Why Was the Bill of Rights Added to the Constitution?

The Constitution was created with the government in mind. The idea was to create a system of checks and balances so that no one government entity had too much power. Instead, any single branch of government may be “checked” by another. For the most part, the people would determine who might be a part of each branch, though the definition of “the people” changed over time. The result was a document that outlined the roles and functions of government but placed no limits on what it could not do.

Stamp Act

Americans never really got over the Stamp Act. The British government created this act, sparking a debate destined to change the face of American society.
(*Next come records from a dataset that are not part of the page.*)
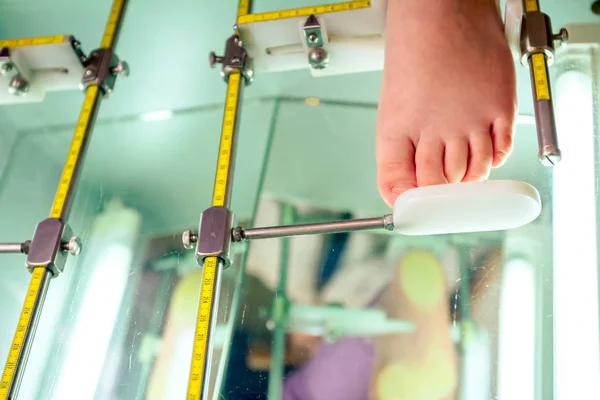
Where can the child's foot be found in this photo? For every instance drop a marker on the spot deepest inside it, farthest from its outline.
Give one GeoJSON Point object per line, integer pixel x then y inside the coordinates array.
{"type": "Point", "coordinates": [448, 98]}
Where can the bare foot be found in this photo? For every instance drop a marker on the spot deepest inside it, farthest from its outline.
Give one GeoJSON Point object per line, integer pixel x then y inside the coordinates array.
{"type": "Point", "coordinates": [448, 98]}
The Stamp Act was Britain’s way of trying to recover some of its lost funds. It forced Americans to place a tax stamp on all legal documents. To make matters worse, soldiers enforced the act by bursting into colonists’ homes to check said papers, whether they had a reason to or not. Thus began the rallying cry of “No taxation without representation.” Colonists felt that they were being asked to pay taxes to an entity, but had no recourse or representation in parliament.
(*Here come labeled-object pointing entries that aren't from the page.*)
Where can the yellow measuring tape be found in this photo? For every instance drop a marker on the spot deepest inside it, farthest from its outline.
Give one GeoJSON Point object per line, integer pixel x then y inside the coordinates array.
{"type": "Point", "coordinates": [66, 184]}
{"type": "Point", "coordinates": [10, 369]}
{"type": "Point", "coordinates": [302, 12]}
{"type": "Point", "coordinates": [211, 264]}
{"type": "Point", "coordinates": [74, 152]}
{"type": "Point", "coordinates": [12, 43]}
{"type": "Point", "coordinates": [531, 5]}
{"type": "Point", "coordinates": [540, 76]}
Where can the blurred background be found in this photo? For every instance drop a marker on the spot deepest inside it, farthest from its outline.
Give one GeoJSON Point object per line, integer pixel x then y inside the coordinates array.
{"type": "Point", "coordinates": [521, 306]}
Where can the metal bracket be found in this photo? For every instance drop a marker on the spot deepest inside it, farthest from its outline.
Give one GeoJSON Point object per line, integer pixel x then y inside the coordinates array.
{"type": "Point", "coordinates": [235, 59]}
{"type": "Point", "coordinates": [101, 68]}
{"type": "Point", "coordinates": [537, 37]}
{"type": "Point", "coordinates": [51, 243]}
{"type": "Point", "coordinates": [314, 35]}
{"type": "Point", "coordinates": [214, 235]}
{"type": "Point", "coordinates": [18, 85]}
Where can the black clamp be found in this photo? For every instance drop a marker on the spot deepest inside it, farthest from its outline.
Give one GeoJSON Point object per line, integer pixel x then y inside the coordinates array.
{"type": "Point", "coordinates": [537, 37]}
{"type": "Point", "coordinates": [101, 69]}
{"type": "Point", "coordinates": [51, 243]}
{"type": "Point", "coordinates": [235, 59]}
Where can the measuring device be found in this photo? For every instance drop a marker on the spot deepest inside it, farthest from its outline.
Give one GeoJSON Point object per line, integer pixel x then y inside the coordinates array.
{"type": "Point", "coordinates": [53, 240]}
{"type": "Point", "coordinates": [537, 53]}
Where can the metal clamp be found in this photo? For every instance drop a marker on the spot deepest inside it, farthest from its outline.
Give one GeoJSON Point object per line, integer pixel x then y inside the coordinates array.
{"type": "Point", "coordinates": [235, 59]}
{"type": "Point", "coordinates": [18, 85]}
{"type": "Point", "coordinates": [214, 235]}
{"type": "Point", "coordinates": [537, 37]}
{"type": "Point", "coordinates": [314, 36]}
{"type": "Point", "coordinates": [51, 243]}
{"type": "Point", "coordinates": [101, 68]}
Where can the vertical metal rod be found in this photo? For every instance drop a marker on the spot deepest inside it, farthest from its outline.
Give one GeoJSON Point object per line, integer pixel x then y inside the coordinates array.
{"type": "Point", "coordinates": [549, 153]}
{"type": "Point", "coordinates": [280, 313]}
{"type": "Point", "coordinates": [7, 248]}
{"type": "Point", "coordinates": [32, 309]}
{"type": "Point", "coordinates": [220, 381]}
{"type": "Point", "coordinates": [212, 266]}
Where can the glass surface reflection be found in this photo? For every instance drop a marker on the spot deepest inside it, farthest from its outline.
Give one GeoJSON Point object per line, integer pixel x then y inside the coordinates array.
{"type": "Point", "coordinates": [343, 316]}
Other affronts to their personal lives involved a lack of a trial by jury, or local representation, for which they argued they would gladly pay taxes. Colonial resentment built and ultimately led to the Revolutionary War. Through the Constitution, our founders sought to prevent similar issues from happening ever again.
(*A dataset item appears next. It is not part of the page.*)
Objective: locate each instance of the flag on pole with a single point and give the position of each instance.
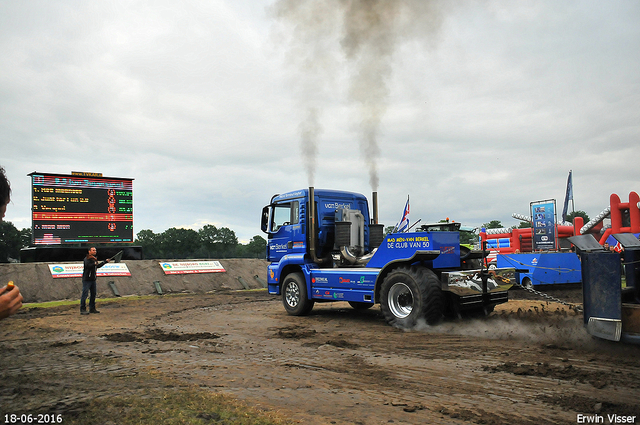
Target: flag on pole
(568, 197)
(403, 226)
Originally, American operated under the Articles of Confederation. These articles put the power in Congress but also prevented it from raising funds of its own. Another issue was that to move forward on anything, votes had to be unanimous. The Constitutional Convention was created and met in 1787 and the Constitution was born. A little over 70% of the delegates involved originally signed it, with many of those refusing on the basis that there was no Bill of Rights.

Unalienable Rights

In 1789, James Madison proposed 12 amendments, 10 of which were passed and are now known as the Bill of Rights. The premise was that human beings have “natural rights” or “unalienable rights” simply by being human beings. Among those presented were the very ones violated during the Stamp Act fiasco, such as illegal search and seizure and the right to a fair and speedy trial by a jury of peers.

The Bill of Rights safeguarded personal liberties and reserved rights to the people or to states which were not specifically named to the federal government by the Constitution. Additionally, the 10th Amendment specifically reserved states’ rights, allowing states more autonomy in setting laws and managing affairs independently so long as they abided by the Constitution.

Since the adoption of the Bill of Rights, 17 more amendments have been added to the Constitution. The Bill of Rights, known as the “law of the land,” is considered a foundational human rights document in history.